2025-06-22 at

Grammar theories : concerned with the concept of the writer / reader

( source

My question is motivated by the concern of how to represent natural language in machines. (I am working on a broader model, of which this will be a part.) With regards to the semantics of sentences, my question comes from the following observation :

  • Given, for example, (0.) "Red trees are bland.", the COMPLETE recognition of this sentence can occur to various degrees, for example :
  • (1.) This is a sentence in the English language of 2025, which attaches a well-known predicate to a well-known subject, without any further context.
  • (2.) It may be further noted that whomever made observation (1.) has the capacity to evaluate the context provided by the full sentence (1.) in addition to the original (0.) ... and this recurses furthermore as any entity which thinks (2.) may or may not be self-aware that it thinks (2.) etc. So we have 2.1., 2.2., etc. in this branch.
  • (3.) Furthermore, there is the open question of what the further context of (0.) is, and it may be that (0.) occurred one of 3.1/3.2 etc. contexts ... whereas you and I know, it happened in (3.n) exactly, this discussion on Reddit.

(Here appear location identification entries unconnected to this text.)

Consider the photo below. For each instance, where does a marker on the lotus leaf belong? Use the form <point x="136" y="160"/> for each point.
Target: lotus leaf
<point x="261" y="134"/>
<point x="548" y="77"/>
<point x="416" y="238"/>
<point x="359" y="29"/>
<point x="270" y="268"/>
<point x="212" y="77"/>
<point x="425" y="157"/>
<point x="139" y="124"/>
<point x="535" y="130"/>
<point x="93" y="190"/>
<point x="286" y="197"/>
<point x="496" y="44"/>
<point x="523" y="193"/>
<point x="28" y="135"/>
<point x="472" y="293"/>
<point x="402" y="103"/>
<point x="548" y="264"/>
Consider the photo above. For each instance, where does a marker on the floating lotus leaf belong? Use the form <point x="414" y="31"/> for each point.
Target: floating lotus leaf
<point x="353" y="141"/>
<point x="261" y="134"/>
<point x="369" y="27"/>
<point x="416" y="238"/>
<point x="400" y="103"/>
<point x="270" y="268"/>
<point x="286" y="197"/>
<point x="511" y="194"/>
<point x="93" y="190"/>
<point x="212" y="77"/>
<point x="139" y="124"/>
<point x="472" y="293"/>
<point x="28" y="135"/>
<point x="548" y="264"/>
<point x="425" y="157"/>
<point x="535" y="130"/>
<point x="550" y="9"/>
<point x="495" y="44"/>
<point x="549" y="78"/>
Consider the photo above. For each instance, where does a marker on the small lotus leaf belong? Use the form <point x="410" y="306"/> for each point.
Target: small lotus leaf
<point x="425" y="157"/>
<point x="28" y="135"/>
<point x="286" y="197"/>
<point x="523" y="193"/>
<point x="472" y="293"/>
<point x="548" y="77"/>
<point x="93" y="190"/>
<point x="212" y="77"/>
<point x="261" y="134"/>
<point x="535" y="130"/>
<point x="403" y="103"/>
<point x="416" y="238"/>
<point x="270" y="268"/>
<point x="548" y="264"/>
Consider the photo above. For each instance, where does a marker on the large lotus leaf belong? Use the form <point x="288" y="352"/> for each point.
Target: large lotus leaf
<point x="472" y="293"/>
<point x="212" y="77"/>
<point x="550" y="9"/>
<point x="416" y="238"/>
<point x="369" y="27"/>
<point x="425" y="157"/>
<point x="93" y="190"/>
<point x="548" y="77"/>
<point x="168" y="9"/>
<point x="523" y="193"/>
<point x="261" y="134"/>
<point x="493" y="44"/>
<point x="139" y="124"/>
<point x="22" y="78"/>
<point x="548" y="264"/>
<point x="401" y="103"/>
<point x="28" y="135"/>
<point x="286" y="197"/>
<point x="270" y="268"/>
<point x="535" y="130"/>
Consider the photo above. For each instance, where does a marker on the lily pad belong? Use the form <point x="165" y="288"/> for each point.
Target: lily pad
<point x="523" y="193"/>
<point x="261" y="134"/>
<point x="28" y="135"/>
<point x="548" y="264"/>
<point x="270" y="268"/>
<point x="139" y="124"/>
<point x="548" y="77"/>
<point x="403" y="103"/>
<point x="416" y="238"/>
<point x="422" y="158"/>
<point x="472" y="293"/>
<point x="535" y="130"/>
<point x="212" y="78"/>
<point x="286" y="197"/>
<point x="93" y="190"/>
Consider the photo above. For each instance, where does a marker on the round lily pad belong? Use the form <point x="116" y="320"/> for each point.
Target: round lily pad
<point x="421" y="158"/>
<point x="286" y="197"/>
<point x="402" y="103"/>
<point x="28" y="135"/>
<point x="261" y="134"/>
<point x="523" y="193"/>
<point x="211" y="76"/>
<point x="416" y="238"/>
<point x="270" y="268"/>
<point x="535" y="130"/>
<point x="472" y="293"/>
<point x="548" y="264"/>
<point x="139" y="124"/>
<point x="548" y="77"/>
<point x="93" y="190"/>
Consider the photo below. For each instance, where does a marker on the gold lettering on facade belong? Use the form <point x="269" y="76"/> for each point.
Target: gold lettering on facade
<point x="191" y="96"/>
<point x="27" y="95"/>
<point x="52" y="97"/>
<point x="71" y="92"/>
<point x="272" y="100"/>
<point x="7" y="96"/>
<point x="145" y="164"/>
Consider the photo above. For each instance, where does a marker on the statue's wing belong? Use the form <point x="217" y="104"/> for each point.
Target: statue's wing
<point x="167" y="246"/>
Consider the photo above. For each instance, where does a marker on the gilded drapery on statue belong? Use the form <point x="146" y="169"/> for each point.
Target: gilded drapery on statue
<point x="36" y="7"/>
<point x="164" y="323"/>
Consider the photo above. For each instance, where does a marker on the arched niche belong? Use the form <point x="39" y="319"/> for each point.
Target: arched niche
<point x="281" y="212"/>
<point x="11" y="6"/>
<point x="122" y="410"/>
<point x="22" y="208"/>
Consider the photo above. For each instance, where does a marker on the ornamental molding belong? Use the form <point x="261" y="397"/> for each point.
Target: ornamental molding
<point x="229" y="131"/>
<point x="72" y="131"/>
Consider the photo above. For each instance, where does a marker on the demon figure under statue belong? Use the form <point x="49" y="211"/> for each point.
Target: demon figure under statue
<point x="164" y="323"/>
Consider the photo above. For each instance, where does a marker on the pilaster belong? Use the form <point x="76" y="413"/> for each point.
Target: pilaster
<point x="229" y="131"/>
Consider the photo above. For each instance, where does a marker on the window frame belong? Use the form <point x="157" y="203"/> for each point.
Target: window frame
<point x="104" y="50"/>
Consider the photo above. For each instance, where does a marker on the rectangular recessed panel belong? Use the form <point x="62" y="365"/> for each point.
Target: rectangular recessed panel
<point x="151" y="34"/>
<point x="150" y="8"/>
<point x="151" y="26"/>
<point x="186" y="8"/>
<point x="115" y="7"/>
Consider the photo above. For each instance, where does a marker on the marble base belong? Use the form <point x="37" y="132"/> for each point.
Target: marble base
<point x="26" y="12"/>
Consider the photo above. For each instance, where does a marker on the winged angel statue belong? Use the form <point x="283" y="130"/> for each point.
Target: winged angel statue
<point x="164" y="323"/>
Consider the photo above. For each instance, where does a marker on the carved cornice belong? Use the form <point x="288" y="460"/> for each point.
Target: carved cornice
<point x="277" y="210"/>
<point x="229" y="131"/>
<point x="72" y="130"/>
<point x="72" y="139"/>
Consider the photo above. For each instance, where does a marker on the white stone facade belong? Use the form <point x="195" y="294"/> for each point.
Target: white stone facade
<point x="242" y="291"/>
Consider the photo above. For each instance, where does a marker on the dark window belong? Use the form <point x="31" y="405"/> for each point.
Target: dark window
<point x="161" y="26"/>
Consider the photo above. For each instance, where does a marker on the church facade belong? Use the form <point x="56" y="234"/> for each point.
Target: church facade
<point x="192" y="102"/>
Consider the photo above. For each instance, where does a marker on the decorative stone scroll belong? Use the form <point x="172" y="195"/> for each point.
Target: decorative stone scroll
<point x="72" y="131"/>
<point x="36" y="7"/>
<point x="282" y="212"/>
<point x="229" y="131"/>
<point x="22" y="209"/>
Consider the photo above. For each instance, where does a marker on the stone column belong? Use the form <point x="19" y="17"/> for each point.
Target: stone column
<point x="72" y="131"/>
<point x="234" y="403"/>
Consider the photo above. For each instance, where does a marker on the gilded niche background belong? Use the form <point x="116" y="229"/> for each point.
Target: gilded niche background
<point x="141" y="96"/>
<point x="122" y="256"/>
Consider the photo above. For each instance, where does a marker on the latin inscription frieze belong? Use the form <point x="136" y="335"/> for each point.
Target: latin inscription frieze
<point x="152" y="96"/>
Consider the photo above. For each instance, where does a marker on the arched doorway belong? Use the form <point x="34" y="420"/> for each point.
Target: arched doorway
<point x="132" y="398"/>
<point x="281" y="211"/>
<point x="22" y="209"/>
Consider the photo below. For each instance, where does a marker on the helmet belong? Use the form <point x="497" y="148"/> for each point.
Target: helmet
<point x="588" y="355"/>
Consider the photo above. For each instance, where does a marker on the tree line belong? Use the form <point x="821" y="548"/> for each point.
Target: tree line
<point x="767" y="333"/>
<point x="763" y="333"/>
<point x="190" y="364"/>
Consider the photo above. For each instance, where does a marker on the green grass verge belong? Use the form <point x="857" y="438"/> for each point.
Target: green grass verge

So yeah, I was just wondering if grammatical theories had addressed these aspects of how a sentence is read, but I might have gotten off on the wrong foot if this is generally regarded as a semantic concern, not a grammatical one. That being said ...

--

... thanks so much for this pointer. I'm sorry for the late response, I have been crash coursing myself in the canon of linguistic theory on Wikipedia. It's been a bit slow as there seem to be dozens/hundreds of theoretical frameworks which aren't organised in a single structural taxonomy. Fun. Nature of fuzzy language, I suppose.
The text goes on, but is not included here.